One of the most powerful films yet seen about the country’s colonial foundation and the cruelties that were an indelible part of it. –Sandra Hall, Sydney Morning Herald
Tough and uncompromising viewing
By Roger Childs
Back in 2009 the movie Van Diemen’s Land delved into Tasmania’s colonial past with a grim story based on actual events. A group of convicts escape from the remote Sarah’s Island settlement on the west coast and attempt the tough crossing back to Hobart. When they run out of food, they turned on each other and the inevitable cannibalism occurs.
That film was not for the faint-hearted and neither is The Nightingale, which contains graphic violence against men, women and children, both white and black, involving assaults, murders and rapes. It is set in 1825 and is a story of hardship, brutality, endurance, revenge, and, ultimately understanding and redemption.
It has created a stir on the Film Festival circuit, and director and scriptwriter Jennifer Kent, has earned high praise for not flinching from recounting an absorbing story about the cruelties and realities of Australia’s convict past. However, some cinema-goers have been appalled at the murders and rapes, and walked out. This violence is not easy viewing, but as much of it occurs in the first quarter it is worth enduring to get to the main element of the story — the tension of the hunters and the hunted trekking through the Van Diemens Land wilderness.
Nightingale turns hunter
Clare is a young Irish convict woman who has been given permission by her “supervisor” — Lieutenant Hawkins — to marry and have a child. Early on she sings to a group of colonial soldiers and this gives the film its somewhat unlikely title. But Hawkins is a self-centred, arrogant and abusive master and with two of his soldiers commits shocking acts of violence against the family.

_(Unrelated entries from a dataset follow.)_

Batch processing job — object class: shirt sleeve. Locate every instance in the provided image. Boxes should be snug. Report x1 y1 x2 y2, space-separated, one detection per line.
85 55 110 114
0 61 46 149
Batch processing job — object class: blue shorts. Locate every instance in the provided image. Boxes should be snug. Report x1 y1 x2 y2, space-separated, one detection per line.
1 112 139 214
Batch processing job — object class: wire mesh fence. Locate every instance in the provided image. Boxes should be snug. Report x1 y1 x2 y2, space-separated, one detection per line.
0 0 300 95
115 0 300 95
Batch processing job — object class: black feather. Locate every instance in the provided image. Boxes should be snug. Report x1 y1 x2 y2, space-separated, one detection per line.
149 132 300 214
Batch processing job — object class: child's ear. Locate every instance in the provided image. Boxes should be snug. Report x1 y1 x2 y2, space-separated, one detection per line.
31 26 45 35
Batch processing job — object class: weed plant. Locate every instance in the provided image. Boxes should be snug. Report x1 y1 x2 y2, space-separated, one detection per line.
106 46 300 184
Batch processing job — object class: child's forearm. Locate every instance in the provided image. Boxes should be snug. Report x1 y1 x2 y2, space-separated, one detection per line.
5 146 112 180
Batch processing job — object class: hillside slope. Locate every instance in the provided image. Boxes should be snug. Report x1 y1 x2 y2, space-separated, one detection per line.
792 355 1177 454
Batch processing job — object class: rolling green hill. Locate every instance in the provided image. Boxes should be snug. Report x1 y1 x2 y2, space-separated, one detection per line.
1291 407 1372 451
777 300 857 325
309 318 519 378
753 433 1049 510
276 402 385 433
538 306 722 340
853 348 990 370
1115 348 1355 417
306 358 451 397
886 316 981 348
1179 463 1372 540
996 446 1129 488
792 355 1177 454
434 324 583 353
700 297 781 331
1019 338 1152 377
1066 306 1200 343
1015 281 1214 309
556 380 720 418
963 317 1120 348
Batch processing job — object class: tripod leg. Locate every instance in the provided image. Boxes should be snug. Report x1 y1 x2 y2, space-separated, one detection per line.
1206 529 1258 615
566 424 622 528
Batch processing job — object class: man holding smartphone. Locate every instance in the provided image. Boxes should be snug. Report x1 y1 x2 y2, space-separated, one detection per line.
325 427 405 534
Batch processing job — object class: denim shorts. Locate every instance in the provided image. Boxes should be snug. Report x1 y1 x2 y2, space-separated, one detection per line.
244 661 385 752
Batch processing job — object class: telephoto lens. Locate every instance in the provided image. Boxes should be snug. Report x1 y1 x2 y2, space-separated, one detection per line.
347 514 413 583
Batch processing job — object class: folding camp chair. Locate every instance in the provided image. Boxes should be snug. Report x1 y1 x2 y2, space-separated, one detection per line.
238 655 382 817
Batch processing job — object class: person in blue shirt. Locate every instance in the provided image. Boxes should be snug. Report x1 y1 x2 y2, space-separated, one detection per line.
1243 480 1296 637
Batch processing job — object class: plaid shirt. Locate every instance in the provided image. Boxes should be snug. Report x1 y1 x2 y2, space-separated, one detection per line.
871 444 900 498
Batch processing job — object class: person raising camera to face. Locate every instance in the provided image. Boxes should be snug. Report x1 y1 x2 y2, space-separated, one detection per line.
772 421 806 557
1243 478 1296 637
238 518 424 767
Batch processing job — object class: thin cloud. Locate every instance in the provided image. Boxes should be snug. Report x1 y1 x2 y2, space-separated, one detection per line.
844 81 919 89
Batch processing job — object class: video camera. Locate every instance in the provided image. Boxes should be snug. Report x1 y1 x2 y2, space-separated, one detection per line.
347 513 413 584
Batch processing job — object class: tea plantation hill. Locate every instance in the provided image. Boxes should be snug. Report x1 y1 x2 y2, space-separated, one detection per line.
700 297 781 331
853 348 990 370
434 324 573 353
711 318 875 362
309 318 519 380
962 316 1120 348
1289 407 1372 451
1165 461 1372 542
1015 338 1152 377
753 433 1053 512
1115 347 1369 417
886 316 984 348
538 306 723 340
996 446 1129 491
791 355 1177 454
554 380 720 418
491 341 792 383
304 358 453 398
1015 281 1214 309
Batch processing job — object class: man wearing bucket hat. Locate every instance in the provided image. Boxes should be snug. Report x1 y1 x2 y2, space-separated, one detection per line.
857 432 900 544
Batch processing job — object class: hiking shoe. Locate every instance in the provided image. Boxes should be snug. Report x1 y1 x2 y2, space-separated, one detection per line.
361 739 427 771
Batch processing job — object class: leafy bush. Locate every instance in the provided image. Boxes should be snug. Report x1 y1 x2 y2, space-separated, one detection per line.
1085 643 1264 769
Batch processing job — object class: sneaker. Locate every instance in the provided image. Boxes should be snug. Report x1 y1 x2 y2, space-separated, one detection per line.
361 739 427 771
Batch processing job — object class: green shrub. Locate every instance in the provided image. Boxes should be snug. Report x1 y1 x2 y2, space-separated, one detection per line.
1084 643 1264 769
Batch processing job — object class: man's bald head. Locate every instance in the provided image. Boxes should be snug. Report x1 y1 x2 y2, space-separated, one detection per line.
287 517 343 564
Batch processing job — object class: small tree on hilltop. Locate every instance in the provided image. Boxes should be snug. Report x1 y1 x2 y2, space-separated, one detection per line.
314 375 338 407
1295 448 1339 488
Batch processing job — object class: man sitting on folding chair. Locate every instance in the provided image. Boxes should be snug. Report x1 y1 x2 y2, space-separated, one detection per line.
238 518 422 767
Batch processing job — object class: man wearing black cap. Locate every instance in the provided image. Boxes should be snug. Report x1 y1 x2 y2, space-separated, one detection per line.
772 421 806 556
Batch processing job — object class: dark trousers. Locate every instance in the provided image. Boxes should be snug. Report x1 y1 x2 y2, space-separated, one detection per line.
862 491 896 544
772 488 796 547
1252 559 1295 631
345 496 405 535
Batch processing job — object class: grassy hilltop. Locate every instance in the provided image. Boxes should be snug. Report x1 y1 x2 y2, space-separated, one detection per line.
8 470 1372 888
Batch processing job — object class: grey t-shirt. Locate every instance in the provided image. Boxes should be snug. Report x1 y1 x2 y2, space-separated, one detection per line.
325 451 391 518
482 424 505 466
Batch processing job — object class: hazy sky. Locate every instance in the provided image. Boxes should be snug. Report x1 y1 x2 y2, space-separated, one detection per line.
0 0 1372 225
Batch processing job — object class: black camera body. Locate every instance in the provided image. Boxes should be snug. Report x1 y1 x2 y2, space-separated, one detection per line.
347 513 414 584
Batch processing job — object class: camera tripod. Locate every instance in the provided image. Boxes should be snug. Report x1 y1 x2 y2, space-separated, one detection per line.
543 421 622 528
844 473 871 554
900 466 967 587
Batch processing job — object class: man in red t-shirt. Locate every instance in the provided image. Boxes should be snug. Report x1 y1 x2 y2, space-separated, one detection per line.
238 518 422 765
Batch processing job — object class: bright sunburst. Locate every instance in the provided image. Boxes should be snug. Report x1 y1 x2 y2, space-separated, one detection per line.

The unrepentant lieutenant then sets off on the long journey through the dense Tasmanian wilderness to take up a promotion in Launceston on the north coast. Clare is bent on revenge and with the help of the reluctant Aboriginal tracker, Billy, sets off in pursuit.
The pleasure of this movie is slowly watching Clare (Aisling Franciosi) and Billy (Baykali Ganambarr) find their common ground, and Jennifer Kent doesn’t make it easy for either of them in any step of the way. –Amy Nicholson Film Week, Los Angeles.
Billy, like Clare has had a traumatic past and lost family members, however in their evolving relationship this common ground ultimately leads to a growing empathy and loyalty, set against the rugged Tasmanian landscape.
Grim but absorbing
The Nightingale is a very impressive achievement and does not shy away from the brutality of the time. The acting is first rate and the two leads are excellent. Also Sam Claflin does superbly as the imperious, narcissistic and ruthless Howard – a man who has no redeeming features.
The cinematography does justice to the dense forests and varied landscapes of what was then Van Diemen’s Land, and there is a very convincing reconstruction of early 19th century, colonial Launceston. Another impressive feature is the evocation of the much abused Aboriginal culture with its fascinating, spiritual elements, and traditional survival skills in tracking and living off the land.
Jennifer Kent is to be congratulated on a brave and uncompromising film about a period of history many Australians would like to forget.
This is presently screening at the Shoreline.